Possibly the most authentically realistic paintings of the evening were two depicting a very dark time for the Russian people. One was a scene from during the German siege and blockade of Leningrad from 1941-44. The color and lines are stark, and the few Russian people within have a hollow grayness to their faces. It accurately shows the era’s devastating conditions but also inner strength of those Russian residents cut off from outside food and support for 872 days.

The second painting, called “The Impassioned Years: My Brothers in Arms,” by Semen Aronovich Rotnitski, portrays the Russians’ victorious efforts to wrest Leningrad from the Germans. It also successfully shows the dichotomy between the determination and will of the Russian people, and the horrible cost of the war to the soldiers and their families.

But not all paintings dealt with war. Many touched on scenes of family life, streaked in light, joyful colors.
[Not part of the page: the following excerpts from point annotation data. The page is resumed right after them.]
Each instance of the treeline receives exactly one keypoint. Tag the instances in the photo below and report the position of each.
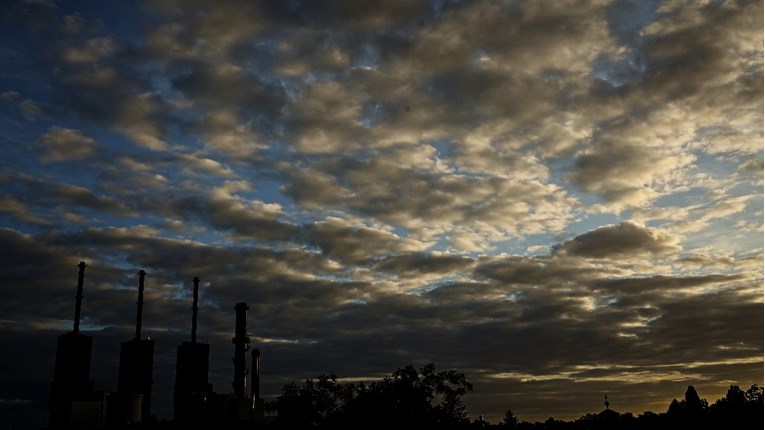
(428, 399)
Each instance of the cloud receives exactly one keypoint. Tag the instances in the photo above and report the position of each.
(356, 244)
(64, 144)
(623, 240)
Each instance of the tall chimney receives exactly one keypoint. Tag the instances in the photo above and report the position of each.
(139, 312)
(255, 375)
(240, 341)
(78, 297)
(194, 309)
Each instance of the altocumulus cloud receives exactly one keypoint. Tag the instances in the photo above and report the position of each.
(554, 198)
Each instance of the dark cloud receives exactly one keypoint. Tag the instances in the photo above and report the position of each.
(379, 181)
(620, 241)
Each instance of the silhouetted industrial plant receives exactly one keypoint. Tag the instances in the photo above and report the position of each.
(74, 403)
(409, 398)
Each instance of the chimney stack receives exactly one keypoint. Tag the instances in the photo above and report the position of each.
(139, 312)
(241, 344)
(194, 309)
(78, 298)
(255, 375)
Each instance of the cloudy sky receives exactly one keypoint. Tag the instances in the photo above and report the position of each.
(558, 198)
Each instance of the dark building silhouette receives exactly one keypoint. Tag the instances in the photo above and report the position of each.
(71, 387)
(258, 404)
(241, 344)
(193, 395)
(74, 404)
(135, 371)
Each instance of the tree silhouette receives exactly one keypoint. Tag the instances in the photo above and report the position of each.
(408, 397)
(509, 420)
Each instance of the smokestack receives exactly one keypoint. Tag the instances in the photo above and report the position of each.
(240, 341)
(139, 313)
(255, 375)
(194, 309)
(78, 298)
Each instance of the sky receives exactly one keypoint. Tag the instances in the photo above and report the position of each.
(560, 199)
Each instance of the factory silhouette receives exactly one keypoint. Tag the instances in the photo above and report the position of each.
(73, 402)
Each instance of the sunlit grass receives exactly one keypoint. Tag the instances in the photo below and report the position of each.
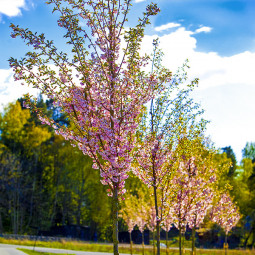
(31, 252)
(123, 248)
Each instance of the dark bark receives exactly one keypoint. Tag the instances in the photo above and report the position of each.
(226, 244)
(131, 244)
(166, 242)
(115, 222)
(143, 242)
(193, 240)
(180, 242)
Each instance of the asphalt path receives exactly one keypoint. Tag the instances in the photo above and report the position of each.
(7, 249)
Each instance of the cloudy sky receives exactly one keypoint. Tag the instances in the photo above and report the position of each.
(217, 36)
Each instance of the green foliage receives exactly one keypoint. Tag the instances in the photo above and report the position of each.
(44, 180)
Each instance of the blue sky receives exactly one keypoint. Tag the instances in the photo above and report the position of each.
(217, 36)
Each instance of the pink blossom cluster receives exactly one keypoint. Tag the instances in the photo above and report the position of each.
(191, 196)
(101, 94)
(153, 158)
(225, 213)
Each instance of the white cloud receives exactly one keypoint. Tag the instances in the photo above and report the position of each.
(11, 7)
(203, 30)
(11, 90)
(167, 26)
(226, 88)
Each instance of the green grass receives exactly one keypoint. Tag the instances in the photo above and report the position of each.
(123, 248)
(31, 252)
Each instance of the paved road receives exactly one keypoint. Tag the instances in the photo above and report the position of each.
(6, 249)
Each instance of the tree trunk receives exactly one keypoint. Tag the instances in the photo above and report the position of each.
(154, 249)
(193, 240)
(1, 223)
(166, 242)
(226, 244)
(157, 216)
(247, 238)
(131, 243)
(143, 242)
(115, 222)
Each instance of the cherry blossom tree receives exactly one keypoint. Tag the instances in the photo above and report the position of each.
(169, 113)
(98, 86)
(225, 213)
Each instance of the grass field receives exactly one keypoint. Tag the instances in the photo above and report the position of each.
(123, 248)
(30, 252)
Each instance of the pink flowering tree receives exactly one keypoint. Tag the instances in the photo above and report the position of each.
(225, 213)
(193, 190)
(98, 86)
(163, 122)
(152, 224)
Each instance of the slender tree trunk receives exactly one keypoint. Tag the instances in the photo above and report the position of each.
(143, 242)
(193, 240)
(115, 222)
(157, 215)
(226, 244)
(1, 223)
(166, 242)
(154, 249)
(131, 243)
(180, 241)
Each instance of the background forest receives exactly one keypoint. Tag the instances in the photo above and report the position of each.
(46, 183)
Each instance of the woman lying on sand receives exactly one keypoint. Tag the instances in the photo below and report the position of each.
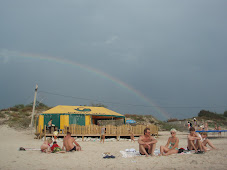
(173, 141)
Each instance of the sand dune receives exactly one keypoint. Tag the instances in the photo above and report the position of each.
(91, 156)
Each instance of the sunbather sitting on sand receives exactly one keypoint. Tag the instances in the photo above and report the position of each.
(55, 148)
(206, 141)
(194, 141)
(68, 143)
(45, 147)
(147, 143)
(173, 141)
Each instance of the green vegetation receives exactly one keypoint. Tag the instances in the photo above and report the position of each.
(98, 105)
(20, 115)
(210, 115)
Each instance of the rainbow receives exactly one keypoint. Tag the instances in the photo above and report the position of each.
(100, 73)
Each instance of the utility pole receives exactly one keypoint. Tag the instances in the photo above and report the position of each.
(34, 102)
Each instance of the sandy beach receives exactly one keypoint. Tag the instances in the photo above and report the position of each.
(91, 157)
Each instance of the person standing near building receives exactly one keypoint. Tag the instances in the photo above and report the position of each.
(103, 134)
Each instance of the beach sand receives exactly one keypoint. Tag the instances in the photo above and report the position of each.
(91, 157)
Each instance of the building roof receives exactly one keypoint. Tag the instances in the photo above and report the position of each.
(88, 110)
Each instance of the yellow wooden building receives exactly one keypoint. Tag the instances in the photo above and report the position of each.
(62, 116)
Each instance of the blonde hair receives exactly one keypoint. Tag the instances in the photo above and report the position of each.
(49, 140)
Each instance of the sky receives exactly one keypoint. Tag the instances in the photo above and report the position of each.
(162, 58)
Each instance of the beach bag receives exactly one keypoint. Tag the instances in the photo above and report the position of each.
(57, 149)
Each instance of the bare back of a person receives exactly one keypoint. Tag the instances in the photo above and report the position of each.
(68, 143)
(146, 139)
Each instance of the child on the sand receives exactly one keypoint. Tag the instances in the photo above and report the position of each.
(55, 133)
(206, 141)
(55, 148)
(132, 136)
(173, 141)
(45, 147)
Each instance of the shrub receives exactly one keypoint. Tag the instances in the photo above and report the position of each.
(209, 115)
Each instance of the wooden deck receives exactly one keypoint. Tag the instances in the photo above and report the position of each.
(95, 131)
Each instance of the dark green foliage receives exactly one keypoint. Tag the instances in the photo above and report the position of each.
(98, 105)
(210, 115)
(19, 106)
(172, 120)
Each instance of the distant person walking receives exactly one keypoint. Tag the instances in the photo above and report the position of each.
(103, 134)
(195, 122)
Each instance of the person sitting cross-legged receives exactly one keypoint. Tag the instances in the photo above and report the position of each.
(194, 141)
(173, 141)
(147, 143)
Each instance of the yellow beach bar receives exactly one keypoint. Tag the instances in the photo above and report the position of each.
(84, 121)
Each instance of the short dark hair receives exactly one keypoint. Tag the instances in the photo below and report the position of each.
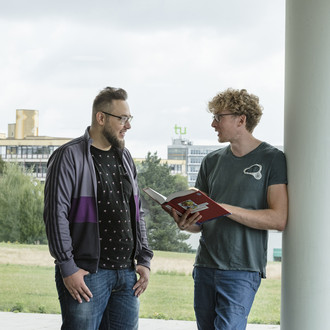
(104, 99)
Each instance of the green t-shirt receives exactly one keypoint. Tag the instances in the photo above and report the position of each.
(240, 181)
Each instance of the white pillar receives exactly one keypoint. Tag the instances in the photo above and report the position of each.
(306, 241)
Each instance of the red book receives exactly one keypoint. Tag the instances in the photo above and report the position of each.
(193, 199)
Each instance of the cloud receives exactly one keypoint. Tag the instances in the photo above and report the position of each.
(171, 57)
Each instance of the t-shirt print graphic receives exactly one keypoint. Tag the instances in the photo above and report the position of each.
(254, 170)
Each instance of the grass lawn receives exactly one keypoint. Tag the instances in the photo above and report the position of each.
(31, 288)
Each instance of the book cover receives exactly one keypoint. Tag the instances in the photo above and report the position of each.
(193, 199)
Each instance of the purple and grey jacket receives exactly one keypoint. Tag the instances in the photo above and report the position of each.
(70, 210)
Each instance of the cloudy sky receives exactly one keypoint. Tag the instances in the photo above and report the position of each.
(172, 57)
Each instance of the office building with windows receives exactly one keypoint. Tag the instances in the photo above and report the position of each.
(183, 149)
(24, 146)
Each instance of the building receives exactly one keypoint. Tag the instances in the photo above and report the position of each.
(24, 146)
(183, 149)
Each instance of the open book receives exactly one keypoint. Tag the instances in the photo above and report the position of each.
(193, 199)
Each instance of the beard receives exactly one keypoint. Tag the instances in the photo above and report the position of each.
(112, 139)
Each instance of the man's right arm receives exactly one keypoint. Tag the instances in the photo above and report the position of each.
(57, 203)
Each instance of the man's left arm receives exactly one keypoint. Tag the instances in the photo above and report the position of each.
(141, 285)
(273, 218)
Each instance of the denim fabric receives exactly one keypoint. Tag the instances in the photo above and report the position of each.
(113, 305)
(223, 298)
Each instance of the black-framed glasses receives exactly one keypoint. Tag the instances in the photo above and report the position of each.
(123, 119)
(218, 116)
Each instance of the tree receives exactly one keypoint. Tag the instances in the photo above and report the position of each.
(163, 233)
(21, 206)
(2, 165)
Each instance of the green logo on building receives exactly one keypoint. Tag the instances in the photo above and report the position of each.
(179, 130)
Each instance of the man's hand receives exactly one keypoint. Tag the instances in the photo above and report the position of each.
(187, 221)
(76, 286)
(141, 285)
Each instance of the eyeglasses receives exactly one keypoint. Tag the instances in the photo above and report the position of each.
(123, 119)
(218, 116)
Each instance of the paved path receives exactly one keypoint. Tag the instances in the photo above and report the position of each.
(25, 321)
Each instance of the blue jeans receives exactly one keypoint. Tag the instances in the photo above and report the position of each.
(223, 298)
(113, 305)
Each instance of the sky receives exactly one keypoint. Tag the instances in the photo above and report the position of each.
(171, 56)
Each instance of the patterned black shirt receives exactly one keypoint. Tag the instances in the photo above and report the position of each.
(114, 192)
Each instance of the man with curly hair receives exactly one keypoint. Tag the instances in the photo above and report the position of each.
(248, 178)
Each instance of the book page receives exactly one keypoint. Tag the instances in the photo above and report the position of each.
(155, 195)
(181, 193)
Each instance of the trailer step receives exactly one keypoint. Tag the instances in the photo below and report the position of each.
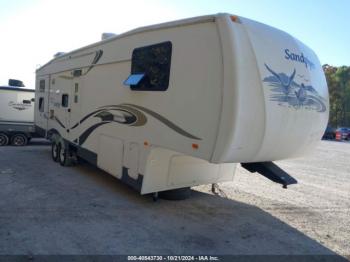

The evening was also highlighted by two performances of selections from Tchaikovsky’s “Swan Lake” by members of the Utah Regional Ballet. With arabesques, plies and pirouettes the white tutus of the ballerinas and bold navy coat of the cavalier shone amid the backdrop of splashes of colored oil on canvas in the museum’s Grand Gallery.

Another popular draw was, of course, the food. Samplings of breads, jams and jellies, were joined by Russian pickles that went faster than museum employees could restock them.

While the food, dancing and activities are now gone, the exhibit still remains, and welcomes visitors to contemplate a not-too-distant era of Russian history.

“Our goal, of course, is to get people looking at the art,” Blumer said.